My roommate and I discovered this cute little coffee shop near where we work. I love cute, little coffee shops. Those and book stores would be the ideal place to meet The One. There about 10 or so tables, the Mocha is amazing and cheaper than most other places, and the barista/waiter/owner does not hover. Because we are young and poor, we have to walk along this deserted road to get there. Our youth and poverty has been the reason behind some fun adventures.

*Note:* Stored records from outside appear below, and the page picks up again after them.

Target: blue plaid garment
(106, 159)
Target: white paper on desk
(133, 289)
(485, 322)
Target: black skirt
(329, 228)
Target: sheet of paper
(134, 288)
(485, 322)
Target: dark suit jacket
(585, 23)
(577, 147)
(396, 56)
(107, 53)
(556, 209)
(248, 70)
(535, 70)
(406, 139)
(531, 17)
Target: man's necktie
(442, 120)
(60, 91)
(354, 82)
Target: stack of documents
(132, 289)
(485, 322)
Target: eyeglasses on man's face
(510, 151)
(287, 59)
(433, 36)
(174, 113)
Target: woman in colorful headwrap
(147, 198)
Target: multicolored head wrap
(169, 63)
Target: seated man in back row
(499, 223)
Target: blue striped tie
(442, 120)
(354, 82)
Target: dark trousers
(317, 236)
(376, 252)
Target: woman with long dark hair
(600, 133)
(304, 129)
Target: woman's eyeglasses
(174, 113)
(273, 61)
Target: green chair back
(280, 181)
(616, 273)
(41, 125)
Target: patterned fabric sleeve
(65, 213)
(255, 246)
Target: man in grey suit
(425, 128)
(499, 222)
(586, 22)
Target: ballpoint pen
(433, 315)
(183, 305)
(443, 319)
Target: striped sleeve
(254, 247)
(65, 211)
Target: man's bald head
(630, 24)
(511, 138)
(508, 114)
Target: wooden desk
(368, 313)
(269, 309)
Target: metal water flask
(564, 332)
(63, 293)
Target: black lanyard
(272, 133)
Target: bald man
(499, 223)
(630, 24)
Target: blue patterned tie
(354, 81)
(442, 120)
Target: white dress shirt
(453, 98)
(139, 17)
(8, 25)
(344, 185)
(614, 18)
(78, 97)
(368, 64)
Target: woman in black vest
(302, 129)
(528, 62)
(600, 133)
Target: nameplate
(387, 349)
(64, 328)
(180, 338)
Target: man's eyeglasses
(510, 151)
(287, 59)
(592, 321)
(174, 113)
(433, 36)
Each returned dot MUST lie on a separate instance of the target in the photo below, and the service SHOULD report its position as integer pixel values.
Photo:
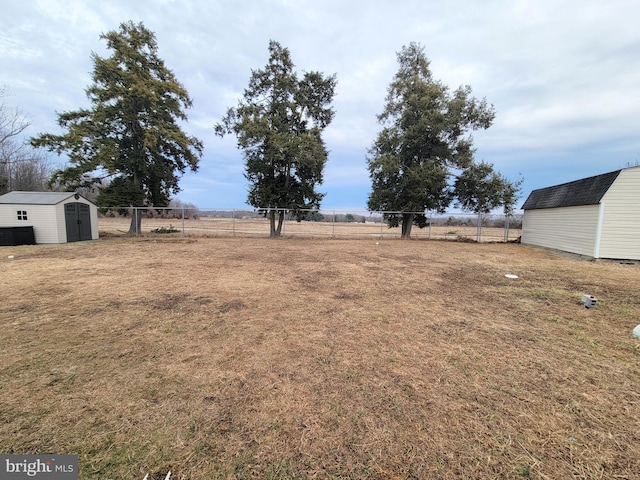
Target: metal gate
(78, 220)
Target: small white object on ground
(589, 301)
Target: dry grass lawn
(303, 358)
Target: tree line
(130, 149)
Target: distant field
(260, 227)
(298, 358)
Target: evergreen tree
(425, 136)
(278, 125)
(131, 133)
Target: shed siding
(48, 221)
(620, 237)
(571, 229)
(40, 217)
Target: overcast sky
(563, 76)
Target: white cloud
(562, 75)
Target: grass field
(205, 226)
(319, 358)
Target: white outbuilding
(598, 217)
(46, 217)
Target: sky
(562, 75)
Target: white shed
(598, 217)
(56, 217)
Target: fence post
(506, 227)
(333, 224)
(284, 220)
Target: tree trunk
(272, 223)
(136, 222)
(275, 231)
(280, 223)
(407, 223)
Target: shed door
(78, 221)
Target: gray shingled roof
(588, 191)
(35, 198)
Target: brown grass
(260, 227)
(300, 358)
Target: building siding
(48, 221)
(620, 237)
(571, 229)
(41, 217)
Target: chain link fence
(316, 223)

The first time we walked there, we ran into two men in a black Range, packed outside a house with an ominous, black gate. One of them called out to us to stop and come closer. At this point I had been in Kampala for about 2 months and was beginning to let my guard down. Assuming that they were lost, I walked back to help. Man 1 introduced himself and I noticed what was quite possibly a West African accent. He asked us to greet Man 2 who was sitting in the back seat. Man 2 had long, untidy dreadlocks. My kidnapper alert was now hyperactive. While I surveyed the area for possible escape routes and tried to calculate how fast I could possibly run up the hill to get away (I am not much of a runner but Man 1 was really chubby and I figured I could outrun him. Man 2, on the other hand, could have been a Kemboi for all I knew), Man 1 asked if my roommate and I could take a selfie with him. For a brief moment I wondered if 'selfie' was code for 'I would now like to bundle you into the boot of this car'. When he didn't make any attempt to get out of the car, I then concluded that 'selfie' meant just that, in this context. I politely declined and we walked off.
|Calling me a freak magnet is an understatement|
Our most recent adventure was not as harmless as the one described above. Yesterday, just as we were walking past the infamous black gate and reminiscing, a man on a bodaboda circled us twice. After all this time in Kampala I have grown familiar with boda drivers propositioning me. I barely register their presence. We tried to walk around him before he said something in Luganda and tried to grab my roommate's purse. Being the Kenyan she is, she had been holding onto it tightly and he was unsuccessful. We tried to get away. In a moment like that, I naturally freeze while normal people scan the area for possible weapons. Fortunately, we did not need to fight our way out because our terrible purse snatcher seemed to rethink his ways. He rode off, leaving a lasting image of the green, plastic bag tied around the carrier of his bike.
The world seems to be telling poor, young me that I need to buy a car to drive to lunch! I am also grateful that my run ins with criminals have been limited to the slow witted, cowardly criminals.